C3 AI’s Ex Machina is a product meant to target the aforementioned need. Ex Machina is a no-code tool meant for ad-hoc data exploration, preparation, and analysis. The product supports a variety of powerful functions, from detailed data profiling, to various transformations (joining datasets, filtering values, dropping columns, etc), to statistical summaries (hypothesis testing with 1 or 2 sample means, standard deviation, etc). The insights from Ex Machina (presented in data tables or a variety of visualizations) can be shared within teams and ultimately aims to make the workflow for users like Business Analyst and Strategy Associates faster and more intuitive.

While compelling in its use cases, Ex Machina is still a relatively young and rapidly growing product that has plenty of room to improve. Specifically, machine learning is a challenge to represent in a UI due to its technical nature and nuances in training configuration.

Research Overview

With the focus on making machine learning more accessible and intuitive for non technical users, my team and I created a research plan to document our goals and assumptions.
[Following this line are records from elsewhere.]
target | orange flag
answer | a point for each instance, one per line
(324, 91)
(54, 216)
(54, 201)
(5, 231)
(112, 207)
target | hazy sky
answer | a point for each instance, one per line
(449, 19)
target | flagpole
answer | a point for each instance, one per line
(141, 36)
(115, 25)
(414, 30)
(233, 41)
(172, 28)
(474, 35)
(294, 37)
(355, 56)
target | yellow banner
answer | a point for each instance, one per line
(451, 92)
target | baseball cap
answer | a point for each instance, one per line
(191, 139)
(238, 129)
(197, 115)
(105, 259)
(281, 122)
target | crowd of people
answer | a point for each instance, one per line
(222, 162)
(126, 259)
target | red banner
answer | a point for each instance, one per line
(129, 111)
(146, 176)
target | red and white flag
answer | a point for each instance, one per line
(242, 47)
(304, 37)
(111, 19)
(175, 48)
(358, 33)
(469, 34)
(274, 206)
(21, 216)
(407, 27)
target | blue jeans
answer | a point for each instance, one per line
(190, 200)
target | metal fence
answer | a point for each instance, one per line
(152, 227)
We investigated the domain from multiple angles: primary research interviews, competitive analysis on similar products, and reviewing pain points from customers on the initial Ex Machina experience.

Primary Research - Understanding User Workflows and Tools

I conducted a series of 30 minute remote interviews with both internal and external users that roughly fit the job description of a non-technical Analyst persona. These interviews focused on understanding their current workflows and tools, challenges, and general knowledge of the value of machine learning.
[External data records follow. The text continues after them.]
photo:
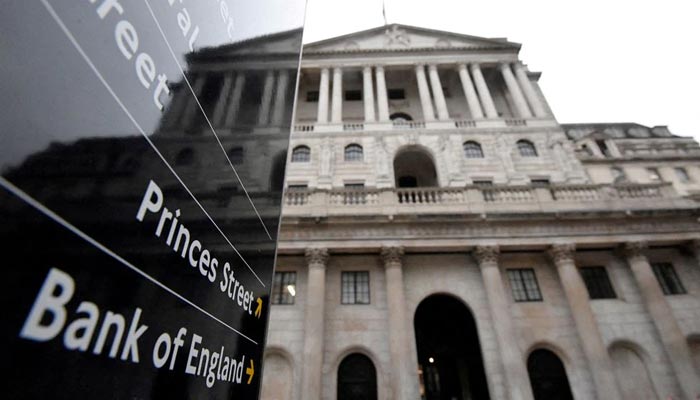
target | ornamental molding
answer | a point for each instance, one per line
(392, 255)
(316, 256)
(562, 252)
(487, 254)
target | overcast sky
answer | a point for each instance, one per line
(601, 60)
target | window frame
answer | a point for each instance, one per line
(297, 152)
(355, 285)
(597, 289)
(518, 292)
(278, 293)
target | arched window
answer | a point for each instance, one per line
(185, 157)
(353, 152)
(235, 154)
(301, 154)
(526, 148)
(472, 149)
(357, 378)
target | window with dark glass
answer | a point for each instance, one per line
(312, 96)
(523, 284)
(354, 287)
(284, 288)
(396, 94)
(353, 95)
(353, 152)
(526, 148)
(301, 154)
(668, 280)
(597, 282)
(682, 174)
(235, 154)
(472, 150)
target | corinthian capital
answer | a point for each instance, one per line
(316, 256)
(562, 252)
(635, 249)
(487, 254)
(392, 255)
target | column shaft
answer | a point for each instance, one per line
(322, 116)
(368, 93)
(337, 100)
(483, 90)
(266, 101)
(382, 100)
(518, 386)
(529, 91)
(438, 94)
(470, 93)
(312, 368)
(235, 101)
(586, 325)
(280, 105)
(218, 117)
(423, 91)
(515, 93)
(666, 324)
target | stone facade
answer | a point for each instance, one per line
(464, 177)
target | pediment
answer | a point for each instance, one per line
(396, 37)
Primary + Secondary Research - Understanding Technical Domain

Along with the general interviews, I set up multiple user feedback sessions with early beta Ex Machina customers to better understand their existing experience with the product. The focus during these sessions were centered on understanding their specific use cases in Ex Machina and general user experience.

Secondary Research - Competitive Analysis

We also surveyed a variety of competitor products to understand which areas were successful versus lacking within Ex Machina’s product experience. This process allowed us to investigate different frameworks and paradigms for simple and complex machine learning training configurations.

Research Summary

Our team distilled the various findings and feedback from the research phase into three core guiding principles for the design of Ex Machina's new machine learning functionality.

Process

Ideation

Based on the guiding insights from research, our team began brainstorming new concepts for how we could successfully abstract technically complex information while still maintaining user understanding of core actions. Before jumping directly into designs, we made sure to validate that our understanding of the simple ML user workflow made sense to the non-technical analysts. We continued to review these concepts with internal and external users (both technical and non-technical) to iterate on functionality and concept feedback.
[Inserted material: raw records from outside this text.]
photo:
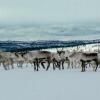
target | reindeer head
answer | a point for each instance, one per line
(60, 52)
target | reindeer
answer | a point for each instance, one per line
(37, 58)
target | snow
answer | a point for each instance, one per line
(26, 84)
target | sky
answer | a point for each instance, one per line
(20, 11)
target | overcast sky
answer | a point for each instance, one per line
(12, 11)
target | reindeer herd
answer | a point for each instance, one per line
(46, 59)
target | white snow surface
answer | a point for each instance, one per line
(68, 84)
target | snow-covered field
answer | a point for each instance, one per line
(26, 84)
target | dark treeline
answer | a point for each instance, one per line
(19, 46)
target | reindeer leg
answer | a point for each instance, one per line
(42, 63)
(62, 64)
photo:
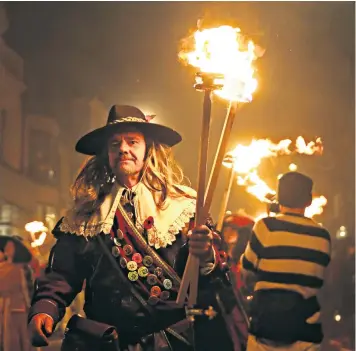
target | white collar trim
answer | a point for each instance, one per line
(168, 222)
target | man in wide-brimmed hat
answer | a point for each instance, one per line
(289, 254)
(126, 235)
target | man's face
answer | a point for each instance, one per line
(10, 249)
(126, 151)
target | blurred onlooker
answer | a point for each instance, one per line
(14, 295)
(288, 255)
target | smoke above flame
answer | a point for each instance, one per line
(225, 51)
(246, 159)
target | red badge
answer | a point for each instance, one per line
(148, 223)
(137, 257)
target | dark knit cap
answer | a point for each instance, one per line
(295, 190)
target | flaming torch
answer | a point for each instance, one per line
(225, 62)
(247, 158)
(36, 227)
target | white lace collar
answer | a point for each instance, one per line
(167, 223)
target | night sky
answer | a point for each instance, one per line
(126, 52)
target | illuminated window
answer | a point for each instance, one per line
(47, 214)
(43, 160)
(3, 117)
(9, 216)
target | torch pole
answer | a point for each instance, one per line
(191, 272)
(219, 156)
(225, 199)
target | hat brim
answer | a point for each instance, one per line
(22, 253)
(94, 142)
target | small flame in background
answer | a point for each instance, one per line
(247, 158)
(37, 227)
(224, 51)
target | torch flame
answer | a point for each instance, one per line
(37, 227)
(40, 240)
(224, 51)
(246, 159)
(316, 207)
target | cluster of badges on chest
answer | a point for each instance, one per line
(141, 267)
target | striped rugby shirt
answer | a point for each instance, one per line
(288, 252)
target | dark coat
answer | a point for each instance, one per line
(75, 259)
These concepts were based around AutoML, a handy technology that automatically tests and trains multiple models and surfaces the highest performing model (in the context of that modeling problem’s validation metric), such that the user does not need to manually experiment with different models themself. For the non-technical analyst users we were searching for, AutoML enabled powerful functionality for our team to build UI on top of.

Progressive Disclosure UI Framework

Model Training Configuration

After several iterations and user review sessions, we proposed a general UI framework that balanced progressive disclosure of technical information in a simple way.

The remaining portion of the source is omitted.